How would you parallelize the brute force search of the hash?
Have a look at the code for the master and the computation nodes and understand the order in which the different functions are called.
What are the master and computation nodes going to do?
Check the man MPI documentation to figure out what functions you will have to use.
With this in mind you can start implementing the different functions. At first you should keep using the system dictionary that is easier to work with.

To verify if your code runs, start by generating the hash of a common word:

MY_HASH=$(echo -e -n "asteroid" | sha512sum | cut -f1 -d" ")

then you can try to compile and run the code

mpicxx -Wall -O3 -std=c++17 main_2.cpp -o main_2 -lcrypto
mpirun -np 4 -host localhost:1,fl-tp-br-XXX:1,fl-tp-br-YYY:1,fl-tp-br-ZZZ:1 main_2 \
words-8-chars.txt 10000 $MY_HASH

Once everything is working you can start loading larger parts of the dictionary by changing the first argument, and try to find more original words. If you feel the system dictionary is too poor, you can use the crackstation-human-only-8-chars.txt file you have downloaded as dictionary.

Question 4

Now that you have a running code answer these questions:

How does the computation time scale with the number of nodes/number of words?
Try loading all the words in the crackstation-human-only-8-chars.txt, are you encountering any issues?
Does the program stop its work immediately after finding the hash? If not why? Is it intended? How would you solve this?

Question 5

Bonus: Modify your code to make it work with words of arbitrary size!

Phantom cluster⚓

In this exercise, we will use the previous experience to compute the discrete Fourier transform (DFT) of a signal of the form

\[ \left[v\right]_n = \left(1 + A \cos(2 \pi f_m t_n)\right) \cos(2 \pi f_p t_n) \]
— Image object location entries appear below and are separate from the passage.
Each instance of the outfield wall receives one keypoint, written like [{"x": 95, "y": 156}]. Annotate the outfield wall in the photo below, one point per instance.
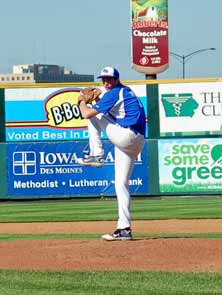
[{"x": 42, "y": 133}]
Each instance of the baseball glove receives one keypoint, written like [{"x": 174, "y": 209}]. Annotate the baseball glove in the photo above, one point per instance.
[{"x": 89, "y": 94}]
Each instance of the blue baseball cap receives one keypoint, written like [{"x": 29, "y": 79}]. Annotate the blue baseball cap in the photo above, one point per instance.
[{"x": 109, "y": 72}]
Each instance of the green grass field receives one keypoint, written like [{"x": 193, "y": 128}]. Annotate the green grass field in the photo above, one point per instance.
[{"x": 62, "y": 283}]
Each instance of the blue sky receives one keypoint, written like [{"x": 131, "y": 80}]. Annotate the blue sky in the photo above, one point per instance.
[{"x": 87, "y": 35}]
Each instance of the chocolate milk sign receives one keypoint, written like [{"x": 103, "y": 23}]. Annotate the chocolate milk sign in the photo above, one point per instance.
[{"x": 150, "y": 54}]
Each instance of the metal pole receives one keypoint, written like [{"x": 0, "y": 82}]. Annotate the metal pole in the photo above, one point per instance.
[{"x": 183, "y": 57}]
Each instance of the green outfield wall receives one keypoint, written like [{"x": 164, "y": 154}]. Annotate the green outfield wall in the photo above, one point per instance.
[{"x": 42, "y": 133}]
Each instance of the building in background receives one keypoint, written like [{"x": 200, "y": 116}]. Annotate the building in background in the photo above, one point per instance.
[{"x": 43, "y": 73}]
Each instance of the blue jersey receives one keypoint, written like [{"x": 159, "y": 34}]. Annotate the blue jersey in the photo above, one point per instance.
[{"x": 124, "y": 107}]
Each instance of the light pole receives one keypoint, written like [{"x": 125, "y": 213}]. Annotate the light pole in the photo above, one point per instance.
[{"x": 184, "y": 58}]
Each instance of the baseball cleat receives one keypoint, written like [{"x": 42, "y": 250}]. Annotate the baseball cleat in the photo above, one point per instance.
[
  {"x": 95, "y": 161},
  {"x": 119, "y": 235}
]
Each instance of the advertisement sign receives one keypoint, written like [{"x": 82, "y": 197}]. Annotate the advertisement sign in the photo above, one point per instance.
[
  {"x": 190, "y": 109},
  {"x": 50, "y": 169},
  {"x": 190, "y": 165},
  {"x": 48, "y": 114},
  {"x": 149, "y": 21}
]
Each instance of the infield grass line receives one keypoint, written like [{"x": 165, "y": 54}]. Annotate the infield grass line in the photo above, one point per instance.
[
  {"x": 14, "y": 282},
  {"x": 98, "y": 210},
  {"x": 15, "y": 237}
]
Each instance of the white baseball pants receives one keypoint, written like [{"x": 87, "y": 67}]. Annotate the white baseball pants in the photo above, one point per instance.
[{"x": 127, "y": 146}]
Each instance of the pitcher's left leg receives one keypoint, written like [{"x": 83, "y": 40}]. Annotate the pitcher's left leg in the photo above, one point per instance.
[{"x": 123, "y": 169}]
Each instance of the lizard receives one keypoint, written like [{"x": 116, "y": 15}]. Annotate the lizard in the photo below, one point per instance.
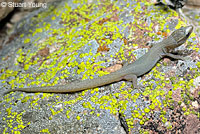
[{"x": 129, "y": 72}]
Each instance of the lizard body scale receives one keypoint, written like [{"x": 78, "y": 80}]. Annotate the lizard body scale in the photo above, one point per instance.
[{"x": 130, "y": 72}]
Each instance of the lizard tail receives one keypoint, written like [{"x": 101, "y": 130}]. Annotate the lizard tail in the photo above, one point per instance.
[{"x": 74, "y": 86}]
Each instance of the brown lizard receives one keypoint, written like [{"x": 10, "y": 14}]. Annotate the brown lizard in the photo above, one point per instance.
[{"x": 129, "y": 72}]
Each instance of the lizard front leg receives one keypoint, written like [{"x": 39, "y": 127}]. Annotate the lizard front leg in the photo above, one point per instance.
[{"x": 177, "y": 57}]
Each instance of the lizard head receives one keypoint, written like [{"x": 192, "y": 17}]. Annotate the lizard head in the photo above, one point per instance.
[{"x": 181, "y": 35}]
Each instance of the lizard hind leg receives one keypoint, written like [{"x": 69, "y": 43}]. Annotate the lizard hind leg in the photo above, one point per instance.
[{"x": 133, "y": 78}]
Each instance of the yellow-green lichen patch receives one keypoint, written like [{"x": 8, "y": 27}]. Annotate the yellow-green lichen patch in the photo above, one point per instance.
[{"x": 67, "y": 52}]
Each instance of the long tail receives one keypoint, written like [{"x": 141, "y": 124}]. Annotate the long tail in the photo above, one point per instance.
[{"x": 74, "y": 86}]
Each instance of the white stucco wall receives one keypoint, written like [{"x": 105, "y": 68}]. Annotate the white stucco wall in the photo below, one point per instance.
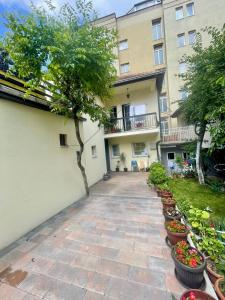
[
  {"x": 125, "y": 145},
  {"x": 38, "y": 178}
]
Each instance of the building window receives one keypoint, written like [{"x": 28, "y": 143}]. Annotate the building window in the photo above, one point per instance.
[
  {"x": 164, "y": 126},
  {"x": 124, "y": 68},
  {"x": 113, "y": 112},
  {"x": 157, "y": 29},
  {"x": 93, "y": 151},
  {"x": 158, "y": 55},
  {"x": 190, "y": 9},
  {"x": 182, "y": 67},
  {"x": 171, "y": 156},
  {"x": 183, "y": 95},
  {"x": 191, "y": 37},
  {"x": 179, "y": 13},
  {"x": 115, "y": 150},
  {"x": 139, "y": 149},
  {"x": 63, "y": 139},
  {"x": 163, "y": 104},
  {"x": 181, "y": 40},
  {"x": 123, "y": 45}
]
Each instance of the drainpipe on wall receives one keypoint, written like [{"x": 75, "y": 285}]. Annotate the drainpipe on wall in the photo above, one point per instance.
[{"x": 158, "y": 143}]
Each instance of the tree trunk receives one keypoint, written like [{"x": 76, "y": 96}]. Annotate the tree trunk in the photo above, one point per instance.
[
  {"x": 201, "y": 178},
  {"x": 200, "y": 134},
  {"x": 79, "y": 154}
]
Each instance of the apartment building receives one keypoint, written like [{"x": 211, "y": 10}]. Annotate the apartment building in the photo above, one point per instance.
[{"x": 153, "y": 37}]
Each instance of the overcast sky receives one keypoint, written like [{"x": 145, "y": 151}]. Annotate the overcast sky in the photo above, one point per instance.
[{"x": 103, "y": 7}]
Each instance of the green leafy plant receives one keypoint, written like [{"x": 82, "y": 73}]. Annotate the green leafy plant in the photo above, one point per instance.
[
  {"x": 176, "y": 226},
  {"x": 187, "y": 255},
  {"x": 213, "y": 248},
  {"x": 157, "y": 174}
]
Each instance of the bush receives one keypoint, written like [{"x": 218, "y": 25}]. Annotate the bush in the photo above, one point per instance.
[{"x": 157, "y": 174}]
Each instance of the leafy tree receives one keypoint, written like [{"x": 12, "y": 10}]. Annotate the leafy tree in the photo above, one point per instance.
[
  {"x": 206, "y": 94},
  {"x": 70, "y": 54}
]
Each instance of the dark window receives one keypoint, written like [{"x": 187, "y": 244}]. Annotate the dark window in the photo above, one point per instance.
[
  {"x": 63, "y": 139},
  {"x": 171, "y": 155},
  {"x": 113, "y": 112}
]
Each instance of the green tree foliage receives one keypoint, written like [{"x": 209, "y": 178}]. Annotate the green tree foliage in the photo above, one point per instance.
[
  {"x": 157, "y": 174},
  {"x": 204, "y": 85},
  {"x": 70, "y": 54}
]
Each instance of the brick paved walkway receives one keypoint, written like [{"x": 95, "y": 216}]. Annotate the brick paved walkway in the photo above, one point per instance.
[{"x": 109, "y": 246}]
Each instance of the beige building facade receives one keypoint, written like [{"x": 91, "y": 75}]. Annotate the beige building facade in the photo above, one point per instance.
[
  {"x": 39, "y": 175},
  {"x": 153, "y": 37}
]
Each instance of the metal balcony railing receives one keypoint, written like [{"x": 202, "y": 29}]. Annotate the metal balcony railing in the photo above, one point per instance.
[
  {"x": 132, "y": 123},
  {"x": 179, "y": 134}
]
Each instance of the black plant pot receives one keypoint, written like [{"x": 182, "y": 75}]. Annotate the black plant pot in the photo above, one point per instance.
[
  {"x": 190, "y": 277},
  {"x": 170, "y": 218}
]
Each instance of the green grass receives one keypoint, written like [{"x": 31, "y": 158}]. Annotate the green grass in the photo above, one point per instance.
[{"x": 201, "y": 196}]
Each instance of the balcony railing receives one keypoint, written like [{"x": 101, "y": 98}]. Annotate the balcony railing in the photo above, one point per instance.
[
  {"x": 180, "y": 134},
  {"x": 132, "y": 123}
]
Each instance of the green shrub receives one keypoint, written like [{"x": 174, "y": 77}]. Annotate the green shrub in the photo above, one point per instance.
[{"x": 157, "y": 174}]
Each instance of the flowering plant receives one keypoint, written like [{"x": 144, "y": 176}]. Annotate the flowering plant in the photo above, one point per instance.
[
  {"x": 176, "y": 226},
  {"x": 187, "y": 255}
]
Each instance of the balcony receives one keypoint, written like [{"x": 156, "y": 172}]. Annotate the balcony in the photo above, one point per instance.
[
  {"x": 179, "y": 135},
  {"x": 132, "y": 125}
]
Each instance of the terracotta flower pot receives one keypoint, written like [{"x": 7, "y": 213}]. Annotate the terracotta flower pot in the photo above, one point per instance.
[
  {"x": 199, "y": 295},
  {"x": 190, "y": 277},
  {"x": 218, "y": 290},
  {"x": 213, "y": 276},
  {"x": 175, "y": 237},
  {"x": 168, "y": 202},
  {"x": 171, "y": 218}
]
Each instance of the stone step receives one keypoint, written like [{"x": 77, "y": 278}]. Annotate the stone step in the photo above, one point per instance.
[{"x": 3, "y": 267}]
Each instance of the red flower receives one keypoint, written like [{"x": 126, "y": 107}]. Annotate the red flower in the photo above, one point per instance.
[
  {"x": 193, "y": 262},
  {"x": 192, "y": 296},
  {"x": 179, "y": 251}
]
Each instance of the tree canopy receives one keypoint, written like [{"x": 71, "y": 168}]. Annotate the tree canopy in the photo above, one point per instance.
[
  {"x": 204, "y": 81},
  {"x": 68, "y": 52}
]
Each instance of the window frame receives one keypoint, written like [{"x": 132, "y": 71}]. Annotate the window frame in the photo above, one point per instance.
[
  {"x": 128, "y": 69},
  {"x": 181, "y": 8},
  {"x": 125, "y": 41},
  {"x": 157, "y": 49},
  {"x": 162, "y": 103},
  {"x": 180, "y": 93},
  {"x": 189, "y": 35},
  {"x": 163, "y": 121},
  {"x": 94, "y": 153},
  {"x": 183, "y": 69},
  {"x": 181, "y": 45},
  {"x": 144, "y": 153},
  {"x": 115, "y": 156},
  {"x": 191, "y": 4},
  {"x": 63, "y": 140},
  {"x": 159, "y": 33}
]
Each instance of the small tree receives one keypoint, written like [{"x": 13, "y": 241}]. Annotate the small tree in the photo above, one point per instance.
[
  {"x": 205, "y": 95},
  {"x": 72, "y": 56}
]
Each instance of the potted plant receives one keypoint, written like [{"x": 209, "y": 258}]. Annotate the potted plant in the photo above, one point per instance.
[
  {"x": 118, "y": 166},
  {"x": 168, "y": 202},
  {"x": 215, "y": 264},
  {"x": 220, "y": 288},
  {"x": 176, "y": 231},
  {"x": 189, "y": 265},
  {"x": 196, "y": 295},
  {"x": 123, "y": 160},
  {"x": 171, "y": 213}
]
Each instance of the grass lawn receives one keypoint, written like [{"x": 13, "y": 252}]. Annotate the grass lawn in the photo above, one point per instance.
[{"x": 199, "y": 195}]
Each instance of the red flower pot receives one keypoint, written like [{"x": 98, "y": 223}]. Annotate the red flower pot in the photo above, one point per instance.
[
  {"x": 197, "y": 295},
  {"x": 218, "y": 289}
]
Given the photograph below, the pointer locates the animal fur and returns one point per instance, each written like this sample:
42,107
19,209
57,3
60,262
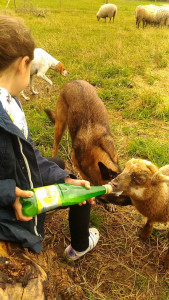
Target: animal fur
93,150
148,188
41,63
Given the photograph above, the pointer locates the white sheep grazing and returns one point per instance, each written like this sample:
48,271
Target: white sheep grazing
162,15
148,188
146,14
107,11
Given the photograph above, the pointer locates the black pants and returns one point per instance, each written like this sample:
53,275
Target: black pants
78,219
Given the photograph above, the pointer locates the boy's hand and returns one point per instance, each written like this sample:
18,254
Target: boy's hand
83,183
18,206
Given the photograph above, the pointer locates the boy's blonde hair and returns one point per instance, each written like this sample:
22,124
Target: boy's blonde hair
15,41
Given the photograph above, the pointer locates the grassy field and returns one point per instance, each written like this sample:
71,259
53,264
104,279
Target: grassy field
129,68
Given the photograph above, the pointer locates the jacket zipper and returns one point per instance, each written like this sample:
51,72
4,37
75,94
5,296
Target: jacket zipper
30,181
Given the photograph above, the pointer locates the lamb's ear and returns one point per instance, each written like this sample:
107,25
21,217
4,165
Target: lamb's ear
159,177
106,173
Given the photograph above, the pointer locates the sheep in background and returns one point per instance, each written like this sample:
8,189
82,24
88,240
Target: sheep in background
107,11
146,14
162,15
148,188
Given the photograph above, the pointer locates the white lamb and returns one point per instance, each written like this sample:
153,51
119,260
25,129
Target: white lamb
148,188
146,14
162,16
107,11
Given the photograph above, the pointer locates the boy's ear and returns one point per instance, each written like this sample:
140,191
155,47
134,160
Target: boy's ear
22,62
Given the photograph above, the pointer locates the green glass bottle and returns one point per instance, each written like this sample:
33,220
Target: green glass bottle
64,194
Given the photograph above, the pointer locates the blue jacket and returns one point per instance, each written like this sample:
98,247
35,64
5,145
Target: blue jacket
22,165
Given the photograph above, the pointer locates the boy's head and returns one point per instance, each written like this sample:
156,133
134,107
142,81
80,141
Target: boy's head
15,41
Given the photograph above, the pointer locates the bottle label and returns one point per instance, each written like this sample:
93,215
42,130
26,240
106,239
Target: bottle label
48,198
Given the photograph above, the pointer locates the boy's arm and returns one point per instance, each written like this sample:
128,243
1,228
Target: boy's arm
7,192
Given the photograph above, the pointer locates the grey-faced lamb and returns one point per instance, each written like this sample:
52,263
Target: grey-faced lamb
107,11
148,188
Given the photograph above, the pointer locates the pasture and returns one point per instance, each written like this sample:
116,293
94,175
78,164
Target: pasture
129,68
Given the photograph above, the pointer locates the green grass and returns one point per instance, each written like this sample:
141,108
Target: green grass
127,66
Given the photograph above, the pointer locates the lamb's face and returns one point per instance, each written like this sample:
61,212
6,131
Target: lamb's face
135,178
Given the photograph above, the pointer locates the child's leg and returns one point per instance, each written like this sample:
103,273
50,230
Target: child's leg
79,226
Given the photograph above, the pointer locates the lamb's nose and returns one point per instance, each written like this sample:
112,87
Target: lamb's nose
113,183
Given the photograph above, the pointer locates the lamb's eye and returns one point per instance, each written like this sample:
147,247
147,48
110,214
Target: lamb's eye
133,176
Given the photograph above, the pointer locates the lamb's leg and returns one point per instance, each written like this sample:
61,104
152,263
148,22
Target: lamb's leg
147,230
166,261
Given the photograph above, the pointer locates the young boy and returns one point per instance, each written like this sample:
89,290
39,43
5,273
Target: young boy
21,165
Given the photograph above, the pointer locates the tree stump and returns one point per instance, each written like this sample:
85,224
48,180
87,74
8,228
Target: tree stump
25,276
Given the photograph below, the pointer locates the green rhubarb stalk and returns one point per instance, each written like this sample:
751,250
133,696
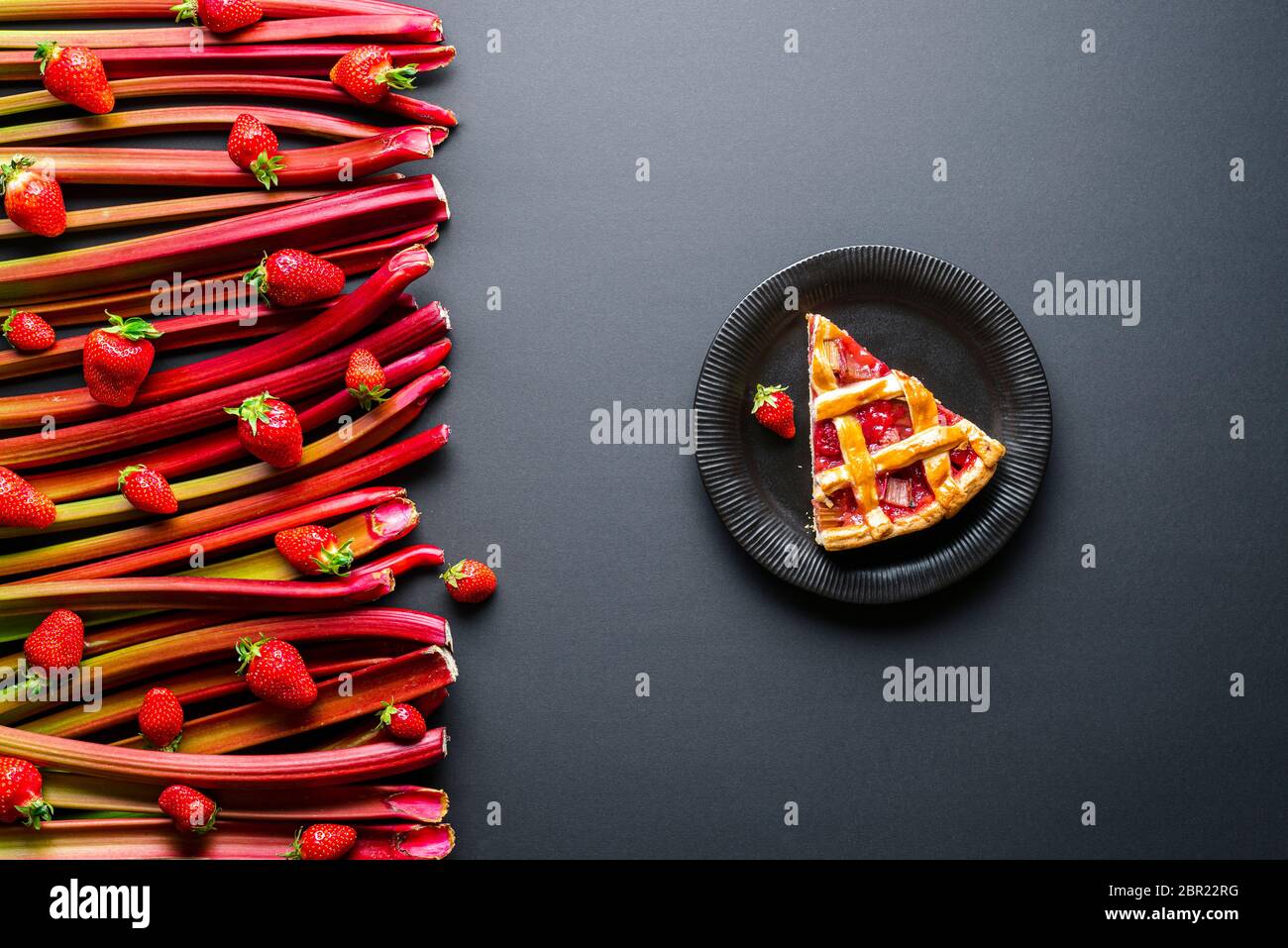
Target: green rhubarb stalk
155,839
352,804
339,699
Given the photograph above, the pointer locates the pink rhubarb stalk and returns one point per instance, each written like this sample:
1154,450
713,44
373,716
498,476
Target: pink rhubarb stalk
279,88
342,219
215,771
410,26
348,316
292,59
213,168
220,447
156,839
314,805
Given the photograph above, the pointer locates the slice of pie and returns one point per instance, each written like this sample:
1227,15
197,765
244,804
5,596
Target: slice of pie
888,458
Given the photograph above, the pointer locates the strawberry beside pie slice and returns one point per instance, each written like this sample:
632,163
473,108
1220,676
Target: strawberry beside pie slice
888,458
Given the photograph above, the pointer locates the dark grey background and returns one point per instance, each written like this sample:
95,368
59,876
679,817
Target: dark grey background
1108,685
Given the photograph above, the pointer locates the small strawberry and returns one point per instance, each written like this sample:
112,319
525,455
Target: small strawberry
295,277
366,378
322,841
219,16
406,724
314,550
191,810
117,360
27,331
253,146
773,408
21,786
275,673
161,719
76,76
22,505
269,429
33,200
147,489
58,642
368,73
469,581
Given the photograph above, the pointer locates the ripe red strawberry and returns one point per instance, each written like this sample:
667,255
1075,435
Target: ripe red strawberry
469,581
773,408
27,331
295,277
322,841
147,489
55,643
269,429
22,505
275,673
21,786
76,76
161,719
406,724
368,73
33,200
219,16
191,810
366,378
253,146
117,360
314,550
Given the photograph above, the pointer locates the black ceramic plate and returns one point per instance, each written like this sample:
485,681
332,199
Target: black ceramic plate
919,314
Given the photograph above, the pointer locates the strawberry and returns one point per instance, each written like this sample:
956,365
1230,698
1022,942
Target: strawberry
406,724
161,719
469,581
27,331
275,673
76,76
314,550
269,429
773,408
295,277
253,146
322,841
147,489
22,505
20,793
366,378
219,16
368,73
58,642
33,200
191,810
117,360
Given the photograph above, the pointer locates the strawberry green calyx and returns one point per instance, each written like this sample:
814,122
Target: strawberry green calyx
185,11
133,329
765,393
266,168
46,52
400,77
253,411
37,811
127,472
249,651
335,561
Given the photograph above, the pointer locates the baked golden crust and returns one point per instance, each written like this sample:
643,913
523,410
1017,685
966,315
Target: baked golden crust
930,443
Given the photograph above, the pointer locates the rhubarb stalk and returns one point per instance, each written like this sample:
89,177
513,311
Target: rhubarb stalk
211,168
156,839
278,88
348,316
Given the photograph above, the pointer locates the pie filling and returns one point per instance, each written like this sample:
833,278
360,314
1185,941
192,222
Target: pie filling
902,492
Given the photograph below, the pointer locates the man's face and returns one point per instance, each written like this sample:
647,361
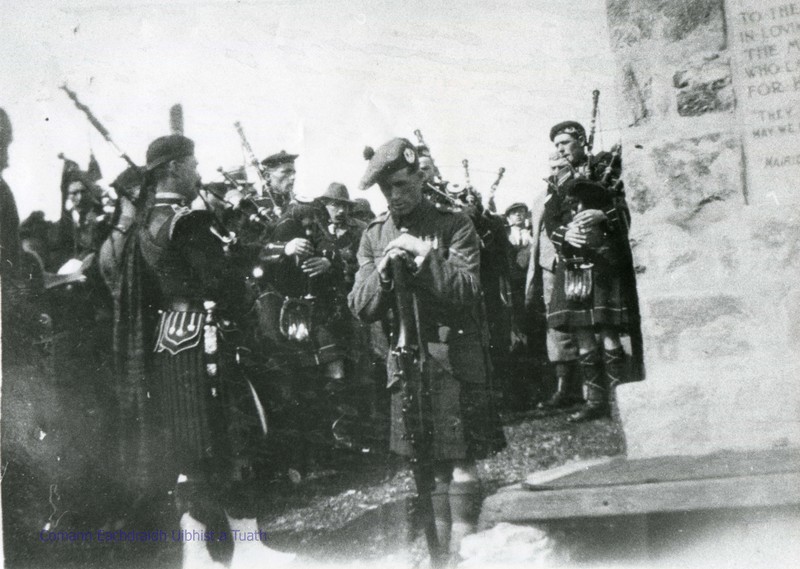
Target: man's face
281,178
403,191
188,178
427,168
570,148
516,217
337,211
78,195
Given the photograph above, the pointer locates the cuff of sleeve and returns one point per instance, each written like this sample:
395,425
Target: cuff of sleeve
558,237
612,215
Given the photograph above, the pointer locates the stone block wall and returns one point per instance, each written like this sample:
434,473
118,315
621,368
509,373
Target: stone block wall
715,230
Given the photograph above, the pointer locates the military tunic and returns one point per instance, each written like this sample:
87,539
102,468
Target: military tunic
447,285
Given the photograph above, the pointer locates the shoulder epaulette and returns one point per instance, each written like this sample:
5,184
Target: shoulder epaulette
381,218
184,216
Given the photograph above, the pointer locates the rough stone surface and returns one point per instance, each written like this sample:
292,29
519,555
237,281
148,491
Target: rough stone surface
653,41
705,86
510,544
716,276
633,22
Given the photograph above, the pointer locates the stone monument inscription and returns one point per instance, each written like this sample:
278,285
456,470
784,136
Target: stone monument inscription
765,36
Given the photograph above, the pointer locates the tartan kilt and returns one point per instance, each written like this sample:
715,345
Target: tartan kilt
209,425
466,424
611,303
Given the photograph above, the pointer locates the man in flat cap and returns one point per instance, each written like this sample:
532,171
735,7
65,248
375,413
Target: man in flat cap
206,435
358,386
443,253
580,229
280,171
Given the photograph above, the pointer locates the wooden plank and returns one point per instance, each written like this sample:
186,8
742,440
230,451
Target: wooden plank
686,495
673,468
543,478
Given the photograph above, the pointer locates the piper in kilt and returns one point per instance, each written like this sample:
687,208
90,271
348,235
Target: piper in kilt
209,417
594,293
445,250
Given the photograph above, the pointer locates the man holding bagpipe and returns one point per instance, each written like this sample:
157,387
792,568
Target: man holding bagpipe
445,421
207,420
298,310
594,291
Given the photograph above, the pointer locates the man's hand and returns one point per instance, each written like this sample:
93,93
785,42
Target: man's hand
315,266
575,235
384,268
589,218
299,246
415,246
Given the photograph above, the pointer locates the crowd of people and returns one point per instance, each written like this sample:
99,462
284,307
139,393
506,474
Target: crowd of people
242,331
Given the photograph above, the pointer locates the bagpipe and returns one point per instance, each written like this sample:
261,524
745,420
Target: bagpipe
603,192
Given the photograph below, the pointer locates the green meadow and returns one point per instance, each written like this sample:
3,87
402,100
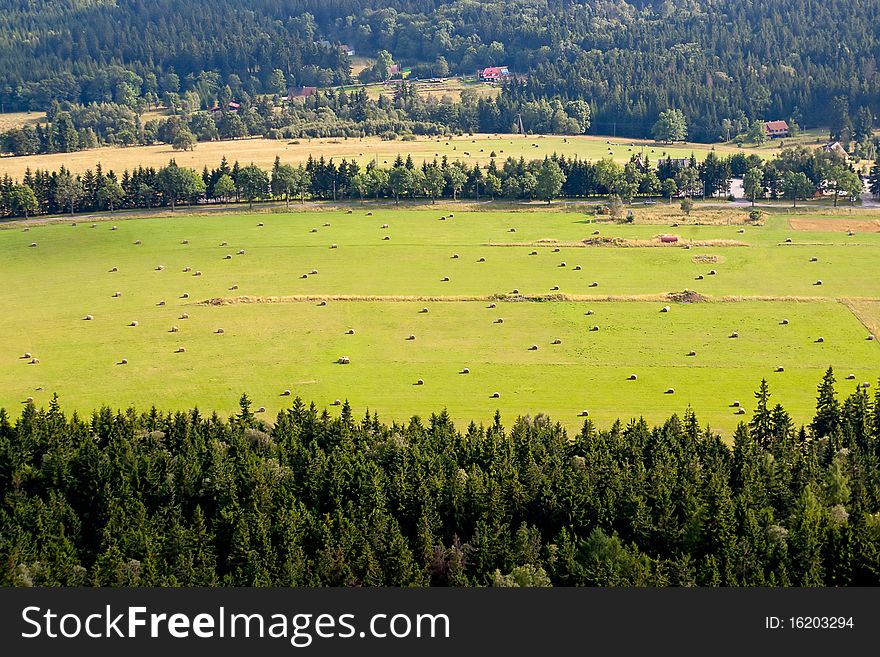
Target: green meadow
282,331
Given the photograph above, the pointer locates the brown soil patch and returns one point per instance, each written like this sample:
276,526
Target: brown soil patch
836,225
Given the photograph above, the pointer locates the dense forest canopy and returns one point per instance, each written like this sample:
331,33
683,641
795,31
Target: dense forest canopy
733,60
187,499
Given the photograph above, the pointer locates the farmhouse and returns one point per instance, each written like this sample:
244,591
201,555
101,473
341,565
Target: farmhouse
835,148
774,129
301,92
494,74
and \(t_n = t_\text{min} + n d_t\). The DFT can be computed by (i) computing the DFT matrix

\[ \left[W\right]_{mn} = \frac{\omega^{mn}}{\sqrt{N}}\,, \quad (m,n) \in [0, N-1]^2\,, \]

where \(\omega = \exp\left(-2 \pi \mathrm{i} / N\right)\) and implement a (parallel) matrix-vector product (MVP)

\[ \left[W s\right]_{m} = \sum_{k=0}^{N-1} \left[W\right]_{mk} \left[s\right]_{k}\,\quad m \in [0, N-1]\,. \]

This way of computing the DFT is extremely inefficient and is only used here for didactic purposes. The fast Fourier transform (FFT) algorithm should be used in any other context!

In HPC, system matrices are often too big to store or multiply in a single node. We will replicate this setting here by distributing the rows of the DFT matrix to different nodes. Each row will be computed and stored on a single compute node.

Question 6

To verify that your code is working, the result of the DFT will be displayed in graph form. What do you expect to see, precisely ?

Question 7

Analyze the provided skeleton code asking yourself the same questions as in the previous exercise and complete the missing functions.

To compile and run the code use the following commands

mpicxx -Wall -O3 -std=c++17 main_3.cpp -o main_3
mpirun -np 4 -host localhost:1,fl-tp-br-XXX:1,fl-tp-br-YYY:1,fl-tp-br-ZZZ:1 main_3 1000 10 100 0 1

The arguments of main_3 are, in order, \(N\), \(f_m\), \(f_p\), \(t_\text{min}\), and \(t_\text{max}\).

Question 8

We have made the choice of splitting the DFT matrix into rows, is it the most efficient way of handling its distribution? Consider the case of a very large matrix for which you can not store a full row on one of your nodes.

Question 9

Implement the solution to the previous problem. What additional challenges will you encounter?